Byron Calame Should Resign
Byron Calame, the public editor of the New York Times, admits today that the paper made a mistake when it decided to run the Swift terrorist finance tracking story. (Via Michelle Malkin.) Calame had previously defended the decision in a column that, he now concedes, gave insufficient weight to the arguments against publication.
Calame’s reversal is welcome, but comes four months too late. Calame never should have defended the publication of the Swift story to begin with. He already had all the facts he needed to oppose the decision back in June, when the story was first published.
Calame says that two factors ultimately persuaded him that running the story was a mistake:
the apparent legality of the program in the United States, and the absence of any evidence that anyone’s private data had actually been misused.
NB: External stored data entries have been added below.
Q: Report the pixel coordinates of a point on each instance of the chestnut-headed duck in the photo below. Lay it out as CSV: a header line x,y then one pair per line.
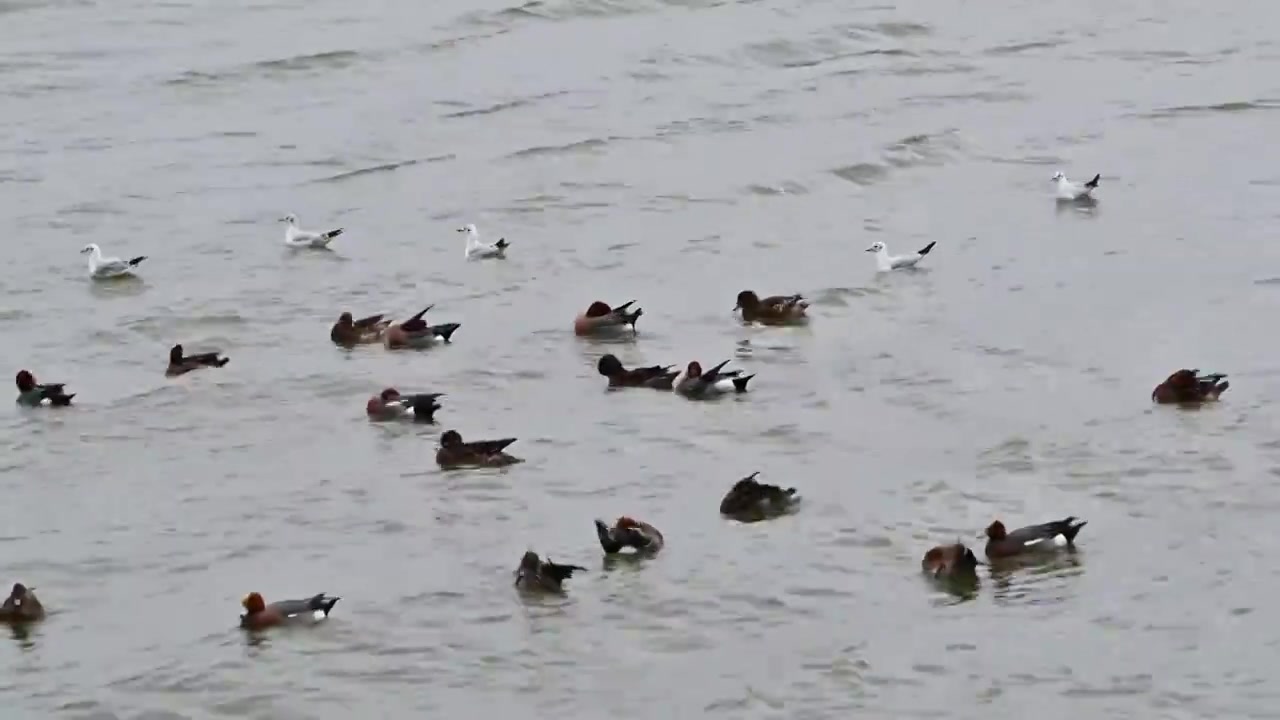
x,y
696,383
543,575
950,561
350,332
181,364
1032,538
749,500
391,405
627,532
600,319
480,454
298,237
22,606
415,333
658,377
773,310
478,250
1189,387
260,615
32,393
But those factors were immediately obvious to anyone reading the article. The evening the article hit the Web, I noted that the article had failed to raise any serious issues regarding the program’s legality. And the next day — the same day the article was published in the print version of the New York Times and Los Angeles Times — I noted the “strict controls” that were in place. Within three days, I had a detailed post, based on the articles themselves, which discussed the program’s legality, controls, and congressional oversight.
Why was I able to figure this out instantly, whereas it took the New York Times‘s public editor four months to realize the importance of these facts? It’s not because I’m smarter than Byron Calame; I’m not. It’s because I don’t automatically defend a newspaper simply because it has been attacked by the Bush Administration. By contrast, the only reason Calame supported the paper’s decision, he admits today, was because the paper had been harshly criticized by the Bush Administration:
What kept me from seeing these matters more clearly earlier in what admittedly was a close call? I fear I allowed the vicious criticism of The Times by the Bush administration to trigger my instinctive affinity for the underdog and enduring faith in a free press — two traits that I warned readers about in my first column.
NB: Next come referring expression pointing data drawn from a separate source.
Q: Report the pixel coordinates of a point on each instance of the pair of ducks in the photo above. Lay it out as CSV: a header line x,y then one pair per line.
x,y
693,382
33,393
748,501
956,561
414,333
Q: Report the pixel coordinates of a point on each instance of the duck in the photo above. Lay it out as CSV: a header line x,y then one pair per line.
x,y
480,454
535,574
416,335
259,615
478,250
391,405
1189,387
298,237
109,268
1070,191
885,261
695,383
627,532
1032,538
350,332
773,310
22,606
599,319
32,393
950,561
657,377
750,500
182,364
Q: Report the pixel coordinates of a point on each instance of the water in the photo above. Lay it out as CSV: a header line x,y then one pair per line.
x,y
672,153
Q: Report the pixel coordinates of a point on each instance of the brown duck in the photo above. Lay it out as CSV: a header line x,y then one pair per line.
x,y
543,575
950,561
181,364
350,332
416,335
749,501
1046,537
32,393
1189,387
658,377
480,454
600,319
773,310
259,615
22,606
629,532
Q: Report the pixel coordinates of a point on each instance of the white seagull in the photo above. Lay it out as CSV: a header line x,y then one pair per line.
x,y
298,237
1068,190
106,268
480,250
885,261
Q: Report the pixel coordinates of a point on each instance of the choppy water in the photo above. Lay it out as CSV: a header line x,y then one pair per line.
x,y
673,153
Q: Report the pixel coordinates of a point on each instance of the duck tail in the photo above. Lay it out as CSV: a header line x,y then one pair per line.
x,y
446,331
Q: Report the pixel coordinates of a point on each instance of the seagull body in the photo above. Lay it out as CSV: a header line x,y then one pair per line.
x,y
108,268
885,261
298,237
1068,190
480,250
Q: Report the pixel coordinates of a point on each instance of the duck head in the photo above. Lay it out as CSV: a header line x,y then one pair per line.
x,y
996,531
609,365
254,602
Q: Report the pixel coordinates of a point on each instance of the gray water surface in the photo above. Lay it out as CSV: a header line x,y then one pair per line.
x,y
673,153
Simply put, Byron Calame overlooked (or underweighted) obvious facts, and defended his paper in a knee-jerk fashion, simply because his paper had been viciously attacked by the government.
A public editor who cannot objectively evaluate his paper’s behavior in the face of criticism — from any source — should not be the public editor.
I appreciate Calame’s honesty. But he should resign.
UPDATE: Captain Ed and Tom Maguire have more.
UPDATE x2: Calame’s column gives me an idea for the editors of the L.A. Times. More on that here.
UPDATE x3: I should make clear that, about an hour after I published this, I added a couple of words to make it clear that Calame may have simply underweighted, rather than completely overlooked, a couple of concepts that he discussed in his column.